To minimize the effect the pilot must have a comprehension of turbulence, its background and the effects it may have on the flight. We will take a look how the pilot may visualize turbulence and how it is formed and the size of it.
Water, like air, is also subject to turbulence. In helping visualizing how the wind moves around buildings or other obstructions, think of it as water. Take a look at the beach observing waves and you can see how air in the atmosphere is pushed up and down by mountain creating similar waves and turbulence miles downwind.
Aviation weather reports use the term gusts to indicate wind speed variation of more than 10 knots between maximum and minimums. These gusts are a typical indication of turbulence.
This is an individual turbulent vortex embedded in the airflow. The same happens when a wing stalls and the airflow detaches from the top of the wing, this air is turbulent and filled with small eddies.
The size of these eddies can vary considerable. If an aircraft flies through a very large eddy it will experience an upward motion followed some time later by a downward motion. Like a sea wave action.
On a smaller scale, if two eddies next to each other produce a strong upward movement of air, the pilot will feel a jolt in stead of an up going motion. If the eddies are even smaller and the aircraft flies through them it feels like small chops, like driving on a rough road if you like.
Much like waves in the water these have certain dimensions: wavelength and amplitude. The effects on the aircraft and reports from pilot can be identical as discussed with eddies and gusts. Short waves can be experienced as chop and long waves as wave action. For a pilot it is difficult to see or feel the difference.
Any time a fluid moves over surface a boundary layer develops due to friction with that surface. It happens over a wing but also with the Earth's surface. It is in this atmospheric friction or boundary layer where the most low level turbulence will occur.

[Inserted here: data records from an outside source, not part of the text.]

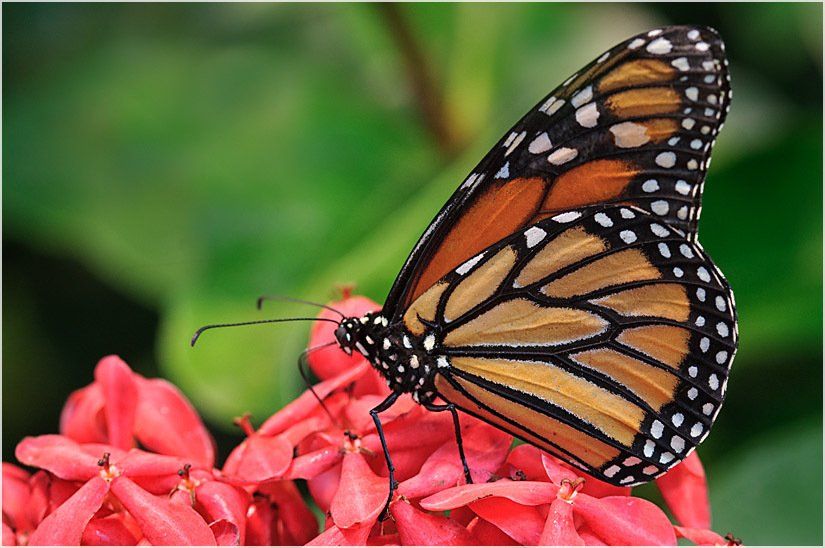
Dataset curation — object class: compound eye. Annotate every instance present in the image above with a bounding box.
[334,324,349,347]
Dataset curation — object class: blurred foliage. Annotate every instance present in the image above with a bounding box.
[4,3,822,544]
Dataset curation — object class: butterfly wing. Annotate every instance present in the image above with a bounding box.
[409,205,737,485]
[384,25,731,320]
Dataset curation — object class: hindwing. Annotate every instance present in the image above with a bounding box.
[403,205,737,485]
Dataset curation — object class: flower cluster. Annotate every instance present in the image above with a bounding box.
[3,295,739,546]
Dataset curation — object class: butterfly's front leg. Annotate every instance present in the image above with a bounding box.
[369,390,401,520]
[423,401,473,486]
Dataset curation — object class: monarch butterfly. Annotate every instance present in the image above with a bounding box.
[197,25,737,502]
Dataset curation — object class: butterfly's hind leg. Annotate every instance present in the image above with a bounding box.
[424,402,473,485]
[369,390,401,520]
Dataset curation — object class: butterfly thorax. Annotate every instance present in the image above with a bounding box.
[334,311,440,404]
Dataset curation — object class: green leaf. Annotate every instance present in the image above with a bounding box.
[709,420,823,545]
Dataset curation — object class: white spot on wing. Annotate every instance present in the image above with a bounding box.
[620,230,637,244]
[610,121,649,148]
[540,97,565,116]
[642,179,659,192]
[646,37,672,54]
[675,180,691,195]
[651,420,664,439]
[655,152,676,168]
[548,147,578,165]
[456,252,485,275]
[552,211,582,223]
[594,213,613,227]
[651,200,669,215]
[571,85,593,108]
[575,102,599,128]
[528,132,552,154]
[505,131,526,156]
[627,38,645,49]
[671,57,690,71]
[524,226,547,248]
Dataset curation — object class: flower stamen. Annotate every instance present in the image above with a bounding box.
[234,413,256,437]
[97,452,120,481]
[558,477,585,503]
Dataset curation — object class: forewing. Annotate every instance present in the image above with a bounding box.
[384,25,730,319]
[407,205,737,486]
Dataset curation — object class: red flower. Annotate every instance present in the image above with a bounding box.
[2,463,64,546]
[307,293,381,381]
[3,293,740,546]
[655,451,711,529]
[60,355,215,468]
[15,436,216,545]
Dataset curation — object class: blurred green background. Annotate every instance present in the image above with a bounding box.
[4,3,822,544]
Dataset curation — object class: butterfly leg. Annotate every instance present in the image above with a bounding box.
[424,402,473,485]
[370,390,400,519]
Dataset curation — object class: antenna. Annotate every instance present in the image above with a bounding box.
[256,294,345,318]
[190,317,340,347]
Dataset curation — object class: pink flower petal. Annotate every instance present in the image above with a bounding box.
[40,475,79,517]
[366,532,399,546]
[420,480,557,510]
[674,525,728,546]
[308,462,342,514]
[244,499,276,545]
[118,449,193,477]
[391,498,477,545]
[540,453,580,485]
[361,407,455,457]
[577,524,608,546]
[656,451,711,529]
[504,444,552,480]
[81,514,141,546]
[469,497,545,545]
[95,356,139,451]
[26,472,53,532]
[110,476,216,546]
[28,476,109,546]
[195,481,250,546]
[286,446,343,480]
[209,519,240,546]
[466,518,519,546]
[15,436,99,481]
[306,524,372,546]
[329,452,388,529]
[540,498,585,546]
[281,416,328,447]
[3,463,29,483]
[222,435,293,483]
[2,464,30,531]
[60,385,107,444]
[307,295,380,380]
[259,481,319,545]
[574,494,678,545]
[258,361,371,436]
[399,421,511,499]
[344,394,416,434]
[133,377,215,468]
[2,522,16,546]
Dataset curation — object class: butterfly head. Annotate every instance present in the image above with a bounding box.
[333,318,356,355]
[333,312,388,357]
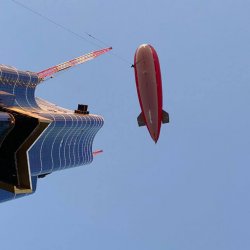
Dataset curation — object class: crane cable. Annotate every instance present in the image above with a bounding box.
[10,0,132,66]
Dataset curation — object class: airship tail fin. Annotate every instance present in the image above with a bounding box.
[137,112,146,127]
[162,110,169,124]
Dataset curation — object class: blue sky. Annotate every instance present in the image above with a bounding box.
[1,0,250,249]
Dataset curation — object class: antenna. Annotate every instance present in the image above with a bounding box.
[93,150,103,156]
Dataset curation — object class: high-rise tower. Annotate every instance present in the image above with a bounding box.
[0,47,111,203]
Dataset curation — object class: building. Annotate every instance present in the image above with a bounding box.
[0,49,107,203]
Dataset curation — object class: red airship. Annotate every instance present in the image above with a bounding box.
[133,44,169,143]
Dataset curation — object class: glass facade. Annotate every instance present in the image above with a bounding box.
[0,176,37,203]
[0,112,14,146]
[28,113,103,176]
[0,65,39,109]
[0,65,104,203]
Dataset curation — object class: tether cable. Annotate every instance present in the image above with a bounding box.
[11,0,132,67]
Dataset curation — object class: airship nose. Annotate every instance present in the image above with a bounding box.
[140,43,149,48]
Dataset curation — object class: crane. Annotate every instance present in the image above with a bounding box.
[38,47,112,82]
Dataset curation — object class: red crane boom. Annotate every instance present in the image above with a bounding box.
[37,47,112,81]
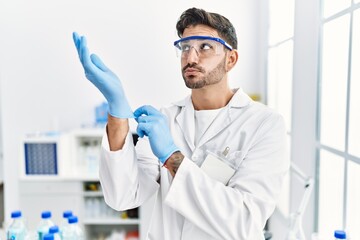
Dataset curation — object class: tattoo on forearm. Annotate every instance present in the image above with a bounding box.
[166,151,184,176]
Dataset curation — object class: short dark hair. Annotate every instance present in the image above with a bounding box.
[176,7,238,50]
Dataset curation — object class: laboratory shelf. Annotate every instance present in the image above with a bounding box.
[18,129,146,239]
[83,191,103,197]
[83,218,140,225]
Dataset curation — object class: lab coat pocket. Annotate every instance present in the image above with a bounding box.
[200,151,237,185]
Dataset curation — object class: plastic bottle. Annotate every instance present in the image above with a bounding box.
[334,230,346,239]
[48,226,61,240]
[42,234,54,240]
[62,216,84,240]
[6,211,27,240]
[24,231,38,240]
[59,210,72,238]
[37,211,54,240]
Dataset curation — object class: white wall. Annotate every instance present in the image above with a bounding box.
[0,0,262,223]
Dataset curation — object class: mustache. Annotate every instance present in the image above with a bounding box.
[182,63,205,73]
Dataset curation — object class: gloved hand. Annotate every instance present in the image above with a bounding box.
[134,105,179,163]
[72,32,134,118]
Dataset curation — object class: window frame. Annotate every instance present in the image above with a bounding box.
[316,1,360,235]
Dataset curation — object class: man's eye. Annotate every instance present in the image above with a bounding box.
[200,43,212,50]
[181,45,191,51]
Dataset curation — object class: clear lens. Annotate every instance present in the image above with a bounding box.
[175,38,225,58]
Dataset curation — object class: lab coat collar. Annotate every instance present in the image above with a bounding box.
[174,97,196,151]
[173,88,253,150]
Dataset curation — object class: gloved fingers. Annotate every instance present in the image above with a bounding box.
[135,115,145,123]
[136,122,151,138]
[79,36,91,66]
[72,32,81,54]
[79,37,103,77]
[73,32,86,66]
[73,33,86,63]
[90,54,110,72]
[74,33,98,80]
[136,130,146,138]
[134,105,161,118]
[79,38,109,79]
[136,115,161,125]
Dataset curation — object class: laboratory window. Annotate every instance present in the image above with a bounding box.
[317,2,360,239]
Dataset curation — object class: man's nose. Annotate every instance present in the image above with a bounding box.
[185,46,199,63]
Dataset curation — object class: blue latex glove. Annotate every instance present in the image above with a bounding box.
[72,32,134,118]
[134,105,179,163]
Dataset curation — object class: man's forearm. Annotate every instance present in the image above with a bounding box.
[165,151,184,177]
[106,114,130,151]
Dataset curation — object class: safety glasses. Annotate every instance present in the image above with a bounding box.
[173,36,232,58]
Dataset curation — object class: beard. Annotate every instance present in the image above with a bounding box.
[182,56,227,89]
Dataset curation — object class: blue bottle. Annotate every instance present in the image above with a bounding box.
[6,211,27,240]
[59,211,73,238]
[42,234,54,240]
[62,216,84,240]
[37,211,54,240]
[48,226,61,240]
[334,230,346,239]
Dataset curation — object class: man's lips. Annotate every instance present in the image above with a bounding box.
[185,67,199,72]
[184,68,201,76]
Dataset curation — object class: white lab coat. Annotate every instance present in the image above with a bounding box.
[99,89,289,240]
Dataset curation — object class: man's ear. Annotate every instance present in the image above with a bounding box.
[225,49,238,72]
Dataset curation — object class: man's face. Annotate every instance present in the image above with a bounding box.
[180,25,228,89]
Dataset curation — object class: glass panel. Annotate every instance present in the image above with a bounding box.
[276,135,292,216]
[267,47,278,109]
[346,161,360,240]
[322,0,351,18]
[348,10,360,157]
[318,150,344,239]
[266,41,293,132]
[320,15,349,150]
[268,0,295,45]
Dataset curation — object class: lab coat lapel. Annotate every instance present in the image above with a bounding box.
[175,96,196,151]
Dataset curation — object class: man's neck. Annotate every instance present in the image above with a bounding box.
[191,84,234,110]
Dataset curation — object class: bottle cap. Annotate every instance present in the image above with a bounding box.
[41,211,51,219]
[63,210,73,218]
[334,230,346,239]
[43,233,54,240]
[11,211,22,218]
[49,225,59,234]
[68,216,78,224]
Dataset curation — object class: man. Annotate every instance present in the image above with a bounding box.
[73,7,288,240]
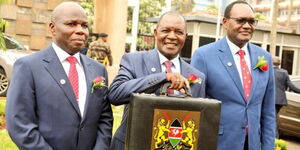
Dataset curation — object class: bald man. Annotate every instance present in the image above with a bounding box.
[6,2,113,150]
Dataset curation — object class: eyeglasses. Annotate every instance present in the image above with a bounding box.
[228,17,258,26]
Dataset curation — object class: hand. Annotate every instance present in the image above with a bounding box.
[166,73,190,92]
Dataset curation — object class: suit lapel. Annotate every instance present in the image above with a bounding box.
[80,55,93,121]
[43,46,81,117]
[143,49,162,74]
[217,38,246,100]
[248,44,260,103]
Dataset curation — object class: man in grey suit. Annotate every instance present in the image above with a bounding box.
[5,2,113,150]
[273,56,300,138]
[108,12,205,150]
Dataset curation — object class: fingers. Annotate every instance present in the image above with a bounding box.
[166,73,187,91]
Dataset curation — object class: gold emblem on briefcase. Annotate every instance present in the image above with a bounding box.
[151,109,200,150]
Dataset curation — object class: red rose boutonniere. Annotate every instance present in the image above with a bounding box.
[91,76,107,93]
[253,56,268,71]
[188,74,202,84]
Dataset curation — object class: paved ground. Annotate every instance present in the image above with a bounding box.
[283,136,300,150]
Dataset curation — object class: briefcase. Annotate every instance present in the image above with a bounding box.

The friction of this layer causes the wind to slow down and blow at an angle (typically some 30°) towards the low pressure area. At an altitude of around 2000 ft this effect is almost gone and the wind blows parallel with the isobars with the low pressure area to the left in the northern hemisphere. The low pressure area will be to the right in the southern hemisphere.
When taking a look at the vertical structure we see that the wind direction will be constant until 100 to 500 ft AGL, though the speed will increase as friction reduces. Above 500 ft we see the wind changing some 30° in its direction.
Boundary layer thickness will vary with surrounding terrain, mountains, presence of an anti-cyclone (high pressure area), stable or unstable conditions, day or night time and during summer it will also be thicker than in winter time.
In order to put turbulence into perspective and in relation to other similar phenomena, a scale was developed where horizontal dimensions are compared to the lifespan. That resulted into three classifications:
With horizontal dimensions between centimeters to a meter and a lifespan of seconds to an hour. Here you find gusts, building wake, dust devils, some CAT and shearing gravity waves. Really small but annoying stuff for pilots and their passengers.
Somewhat bigger phenomena sizing from a meter to a kilometer and with lifespans of a half hour to a week. This is the domain of thunderstorms, downburst, rotors, lee waves, gust fronts, convective action, land and sea breezes, squall lines and Chinooks up to a hurricane and frontal systems.
From a thousand kilometers wide up to planetary scale and with life times from a day to even weeks. You will see cyclones, Jet streams and monsoons in this category.
You may conclude from this that the smaller the phenomena the shorter its lifespan and the less effect it has on the aircraft and occupants.